Sixty-five percent of Americans now support a modest revenue-neutral carbon tax to reduce pollution and create jobs, according to a survey of one thousand American adults conducted jointly last month by the Yale Project on Climate Communication and the George Mason University Center for Climate Change Communication. This is the first poll we have seen showing that a majority of Americans support a carbon tax.
Majority support for a carbon tax spanned the political spectrum in the Yale-George Mason poll, with 51% of self-identified Republicans, 69% of independents and 77% of Democrats supporting a carbon tax with revenue returned as lower taxes.

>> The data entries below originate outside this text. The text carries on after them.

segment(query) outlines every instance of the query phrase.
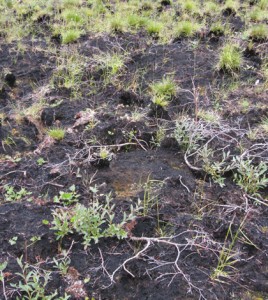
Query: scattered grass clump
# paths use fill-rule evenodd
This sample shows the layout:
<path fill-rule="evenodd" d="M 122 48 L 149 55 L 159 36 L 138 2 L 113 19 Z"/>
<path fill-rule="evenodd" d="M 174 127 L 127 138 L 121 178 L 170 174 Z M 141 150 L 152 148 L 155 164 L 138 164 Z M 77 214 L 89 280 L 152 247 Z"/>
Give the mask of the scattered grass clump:
<path fill-rule="evenodd" d="M 66 9 L 62 17 L 67 23 L 83 23 L 84 21 L 81 12 L 73 9 Z"/>
<path fill-rule="evenodd" d="M 176 83 L 172 77 L 163 78 L 161 81 L 150 85 L 153 95 L 171 98 L 176 95 Z"/>
<path fill-rule="evenodd" d="M 268 38 L 268 27 L 265 24 L 254 25 L 249 30 L 249 37 L 253 40 L 266 40 Z"/>
<path fill-rule="evenodd" d="M 261 128 L 268 134 L 268 117 L 262 119 Z"/>
<path fill-rule="evenodd" d="M 225 45 L 219 56 L 218 69 L 234 73 L 241 68 L 242 53 L 237 45 Z"/>
<path fill-rule="evenodd" d="M 193 21 L 181 21 L 175 28 L 175 37 L 192 37 L 200 28 L 199 24 Z"/>
<path fill-rule="evenodd" d="M 112 32 L 124 32 L 126 22 L 121 15 L 115 15 L 110 18 L 109 27 Z"/>
<path fill-rule="evenodd" d="M 61 38 L 63 44 L 70 44 L 77 41 L 82 35 L 82 31 L 79 29 L 68 29 L 61 32 Z"/>
<path fill-rule="evenodd" d="M 198 12 L 198 1 L 186 0 L 182 2 L 182 9 L 187 13 L 193 14 Z"/>
<path fill-rule="evenodd" d="M 162 23 L 150 20 L 147 22 L 146 30 L 151 36 L 159 36 L 163 27 Z"/>
<path fill-rule="evenodd" d="M 224 25 L 221 22 L 214 23 L 210 27 L 210 32 L 217 36 L 224 35 Z"/>
<path fill-rule="evenodd" d="M 56 141 L 62 140 L 65 136 L 65 130 L 63 128 L 51 128 L 47 133 Z"/>

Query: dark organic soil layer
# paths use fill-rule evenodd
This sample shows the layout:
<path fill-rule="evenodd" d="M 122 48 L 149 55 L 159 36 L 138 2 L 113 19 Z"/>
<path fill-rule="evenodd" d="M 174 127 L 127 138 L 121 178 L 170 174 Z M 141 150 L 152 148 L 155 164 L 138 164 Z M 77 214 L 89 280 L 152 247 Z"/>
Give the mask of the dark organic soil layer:
<path fill-rule="evenodd" d="M 165 6 L 168 1 L 162 2 Z M 243 25 L 235 19 L 233 24 L 236 30 Z M 225 43 L 223 37 L 217 41 L 207 37 L 198 42 L 182 39 L 168 45 L 148 44 L 146 38 L 143 34 L 88 35 L 74 47 L 70 46 L 70 51 L 75 48 L 88 58 L 98 51 L 108 52 L 119 46 L 130 53 L 119 78 L 119 88 L 115 84 L 105 86 L 102 74 L 89 70 L 90 74 L 85 72 L 82 78 L 78 100 L 72 99 L 71 90 L 51 86 L 56 57 L 45 51 L 48 45 L 42 38 L 34 42 L 25 39 L 23 53 L 17 52 L 15 43 L 6 44 L 0 38 L 0 66 L 8 68 L 15 77 L 14 84 L 6 84 L 4 90 L 0 90 L 0 112 L 5 114 L 0 123 L 0 262 L 8 260 L 5 283 L 18 282 L 16 272 L 20 269 L 16 259 L 23 256 L 24 261 L 32 265 L 52 270 L 53 280 L 47 291 L 57 290 L 62 296 L 65 291 L 74 290 L 79 282 L 89 299 L 267 299 L 267 207 L 247 204 L 253 209 L 246 214 L 244 235 L 233 249 L 236 253 L 234 269 L 227 267 L 230 276 L 212 280 L 219 245 L 226 242 L 230 226 L 235 232 L 244 220 L 245 195 L 229 174 L 226 186 L 220 188 L 202 172 L 191 170 L 185 163 L 181 145 L 174 138 L 167 136 L 158 146 L 152 143 L 157 125 L 172 128 L 180 114 L 187 112 L 194 116 L 194 97 L 187 92 L 193 90 L 193 84 L 200 92 L 200 108 L 208 110 L 222 97 L 224 122 L 230 126 L 239 123 L 241 130 L 258 124 L 268 113 L 267 93 L 254 85 L 261 68 L 259 56 L 246 53 L 247 68 L 241 71 L 239 78 L 233 79 L 215 68 L 218 50 Z M 65 46 L 56 44 L 55 47 L 59 51 Z M 174 76 L 182 91 L 167 109 L 156 108 L 144 92 L 125 88 L 139 72 L 142 74 L 137 76 L 137 85 L 141 91 L 166 74 Z M 92 78 L 95 87 L 90 85 Z M 237 88 L 226 92 L 226 86 L 234 80 L 238 82 Z M 23 115 L 18 120 L 18 110 L 40 99 L 45 101 L 45 108 L 37 120 L 31 115 Z M 241 99 L 250 104 L 258 103 L 258 107 L 244 111 L 239 108 Z M 98 120 L 91 130 L 85 130 L 85 124 L 74 126 L 77 114 L 86 109 L 94 110 Z M 131 118 L 134 111 L 142 111 L 144 118 Z M 43 129 L 53 126 L 65 127 L 66 136 L 62 141 L 46 144 Z M 135 133 L 136 139 L 131 133 Z M 8 138 L 11 143 L 4 143 Z M 112 160 L 88 160 L 91 150 L 86 141 L 112 145 Z M 253 142 L 246 140 L 246 143 Z M 232 151 L 237 151 L 235 146 Z M 38 165 L 40 157 L 45 164 Z M 137 217 L 132 236 L 159 237 L 160 222 L 164 224 L 162 234 L 177 235 L 177 243 L 195 238 L 199 246 L 193 242 L 179 258 L 181 274 L 173 276 L 175 267 L 168 264 L 176 259 L 176 248 L 155 242 L 146 255 L 127 264 L 134 277 L 120 269 L 115 282 L 111 283 L 103 267 L 111 274 L 120 263 L 144 247 L 145 242 L 133 241 L 131 237 L 125 240 L 103 238 L 85 250 L 81 236 L 65 237 L 60 245 L 50 225 L 43 224 L 43 220 L 52 221 L 51 212 L 57 207 L 53 197 L 72 184 L 80 194 L 79 201 L 88 206 L 92 200 L 89 186 L 93 180 L 102 194 L 112 193 L 113 203 L 120 212 L 129 211 L 131 203 L 144 198 L 143 187 L 148 179 L 163 183 L 158 191 L 158 211 L 153 208 L 149 216 Z M 14 186 L 16 190 L 26 188 L 32 193 L 32 201 L 6 202 L 4 185 Z M 267 190 L 261 194 L 267 198 Z M 194 236 L 196 231 L 200 236 Z M 12 244 L 10 240 L 14 237 L 17 240 Z M 33 243 L 32 237 L 39 239 Z M 51 267 L 53 257 L 60 255 L 60 248 L 70 249 L 69 279 Z M 166 265 L 155 268 L 155 262 L 160 260 Z M 80 299 L 74 291 L 70 294 L 71 299 Z M 1 299 L 3 295 L 0 286 Z M 17 296 L 16 291 L 9 290 L 8 299 Z"/>

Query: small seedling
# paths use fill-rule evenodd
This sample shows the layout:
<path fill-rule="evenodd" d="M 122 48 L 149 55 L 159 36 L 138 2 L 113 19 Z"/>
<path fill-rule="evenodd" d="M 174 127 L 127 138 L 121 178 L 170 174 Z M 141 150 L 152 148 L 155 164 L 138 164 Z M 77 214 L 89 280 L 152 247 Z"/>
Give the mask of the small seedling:
<path fill-rule="evenodd" d="M 38 164 L 38 166 L 43 166 L 44 164 L 47 163 L 47 161 L 44 160 L 43 157 L 40 157 L 40 158 L 37 159 L 36 163 Z"/>
<path fill-rule="evenodd" d="M 63 203 L 66 206 L 72 205 L 79 200 L 79 194 L 76 193 L 75 185 L 69 187 L 69 192 L 60 191 L 59 196 L 53 198 L 55 203 Z"/>
<path fill-rule="evenodd" d="M 13 236 L 10 240 L 8 240 L 9 244 L 11 246 L 16 245 L 18 241 L 18 237 L 17 236 Z"/>
<path fill-rule="evenodd" d="M 28 192 L 25 188 L 21 188 L 19 191 L 15 191 L 14 187 L 11 185 L 4 185 L 5 190 L 5 200 L 6 201 L 20 201 L 28 195 L 31 195 L 31 192 Z"/>

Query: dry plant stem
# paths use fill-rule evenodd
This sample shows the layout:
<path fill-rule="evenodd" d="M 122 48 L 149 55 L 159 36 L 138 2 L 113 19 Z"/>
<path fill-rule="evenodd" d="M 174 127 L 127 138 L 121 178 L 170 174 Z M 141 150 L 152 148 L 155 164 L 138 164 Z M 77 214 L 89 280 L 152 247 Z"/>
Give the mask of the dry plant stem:
<path fill-rule="evenodd" d="M 172 278 L 171 278 L 171 280 L 170 280 L 170 282 L 168 284 L 168 286 L 170 286 L 171 283 L 173 282 L 173 280 L 175 279 L 175 277 L 178 276 L 178 275 L 181 275 L 184 278 L 184 280 L 187 282 L 188 286 L 189 286 L 189 292 L 192 292 L 192 290 L 195 290 L 195 291 L 197 291 L 199 293 L 200 299 L 205 299 L 205 297 L 202 294 L 202 290 L 191 282 L 189 276 L 187 274 L 185 274 L 183 272 L 183 270 L 179 267 L 178 262 L 179 262 L 181 253 L 185 249 L 192 248 L 193 246 L 196 246 L 196 247 L 204 249 L 204 250 L 211 250 L 213 253 L 215 252 L 215 249 L 212 249 L 212 248 L 210 248 L 209 246 L 206 246 L 206 245 L 202 245 L 202 244 L 196 243 L 194 240 L 191 240 L 191 239 L 186 239 L 186 243 L 183 243 L 183 244 L 179 244 L 179 243 L 176 243 L 176 242 L 172 241 L 172 239 L 174 239 L 176 237 L 179 237 L 179 236 L 181 236 L 181 235 L 183 235 L 185 233 L 196 233 L 197 237 L 200 237 L 200 234 L 202 234 L 202 232 L 200 232 L 200 231 L 192 230 L 192 231 L 184 231 L 184 232 L 182 232 L 182 233 L 180 233 L 178 235 L 172 236 L 172 237 L 161 237 L 161 238 L 130 237 L 131 241 L 145 242 L 146 244 L 134 256 L 126 259 L 122 264 L 120 264 L 113 271 L 112 274 L 110 274 L 108 272 L 108 270 L 106 269 L 102 252 L 99 249 L 100 257 L 101 257 L 101 265 L 102 265 L 104 273 L 106 275 L 108 275 L 108 277 L 110 278 L 110 281 L 111 281 L 110 285 L 112 285 L 113 283 L 115 283 L 115 275 L 116 275 L 116 273 L 120 269 L 124 269 L 129 275 L 131 275 L 134 278 L 135 275 L 133 273 L 131 273 L 127 269 L 127 267 L 126 267 L 127 263 L 131 262 L 132 260 L 139 259 L 141 256 L 145 257 L 146 256 L 145 253 L 150 248 L 150 246 L 153 246 L 155 243 L 158 243 L 158 244 L 163 244 L 163 245 L 175 247 L 176 248 L 176 252 L 177 252 L 176 258 L 174 259 L 174 261 L 169 262 L 169 261 L 156 260 L 153 257 L 148 257 L 147 256 L 149 262 L 154 263 L 156 266 L 153 267 L 153 268 L 151 268 L 151 269 L 149 269 L 149 270 L 147 269 L 146 273 L 148 274 L 148 271 L 153 270 L 153 269 L 158 269 L 158 268 L 161 268 L 163 266 L 167 266 L 167 265 L 173 266 L 175 268 L 174 272 L 165 272 L 165 273 L 159 275 L 157 277 L 157 279 L 164 279 L 164 277 L 172 275 Z M 105 288 L 108 288 L 110 285 L 106 286 Z"/>
<path fill-rule="evenodd" d="M 7 300 L 8 298 L 7 298 L 7 295 L 6 295 L 5 275 L 3 274 L 2 271 L 1 271 L 1 277 L 3 277 L 3 280 L 2 280 L 3 295 L 4 295 L 5 300 Z"/>

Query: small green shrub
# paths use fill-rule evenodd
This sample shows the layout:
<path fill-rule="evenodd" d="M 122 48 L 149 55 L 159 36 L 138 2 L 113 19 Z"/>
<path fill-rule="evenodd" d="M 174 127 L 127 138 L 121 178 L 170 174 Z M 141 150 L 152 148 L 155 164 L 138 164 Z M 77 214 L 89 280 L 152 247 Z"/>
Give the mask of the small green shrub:
<path fill-rule="evenodd" d="M 106 203 L 101 204 L 97 189 L 92 188 L 94 201 L 89 207 L 82 204 L 76 204 L 69 210 L 56 209 L 52 212 L 52 227 L 55 230 L 57 239 L 77 232 L 83 236 L 83 244 L 87 248 L 91 241 L 98 243 L 102 237 L 116 236 L 118 239 L 126 238 L 127 232 L 124 225 L 135 218 L 135 214 L 141 209 L 140 204 L 134 208 L 131 206 L 129 214 L 124 212 L 120 222 L 114 222 L 115 205 L 111 204 L 110 194 L 106 196 Z"/>
<path fill-rule="evenodd" d="M 234 181 L 246 193 L 258 195 L 258 191 L 261 188 L 267 187 L 268 178 L 266 177 L 266 172 L 268 167 L 264 162 L 255 166 L 253 165 L 252 160 L 243 160 L 238 157 L 234 159 L 234 162 L 237 166 L 237 173 L 234 174 Z"/>
<path fill-rule="evenodd" d="M 227 44 L 220 52 L 218 69 L 235 72 L 241 68 L 242 53 L 236 45 Z"/>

The survey found 60% support for a $10/ton CO2 tax if revenue is returned by reducing income taxes. (The pollsters helpfully noted that $10/ton CO2 equates to around 10 cents per gallon of gasoline.) That support slipped to 49% if revenue is returned via annual checks to families, with each family receiving the same amount. The apparent preference for an income tax shift over a “dividend” runs counter to the view that voters are more likely to embrace direct checks than tax shifts. The survey did not poll on monthly checks, nor on the payroll tax shift approach backed by many economists and embodied in Rep. John Larson’s carbon tax bill.
In the poll, 70% of respondents rated global warming as a high priority for the President and Congress, suggesting that reality in the form of this year’s record-breaking 14 weather-related disasters in the U.S. may be affecting public opinion more than the constant drumbeat of industry-funded climate science denial.
Greater funding for research on renewable energy was supported by an overwhelming 78% of respondents, with greenhouse gas regulation supported by 63%, slightly less than the 65% support for a carbon tax. The survey also found that 70% of respondents oppose fossil fuel subsidies, including a whopping 80% opposition among independent voters.
The Carbon Tax Center has long urged polling organizations to query voters on revenue-neutral carbon taxes, in order to test opinions on carbon taxes apart from anti-government sentiments. The strong public support for a revenue-neutral carbon tax evidenced by this groundbreaking survey suggests we are on the right track.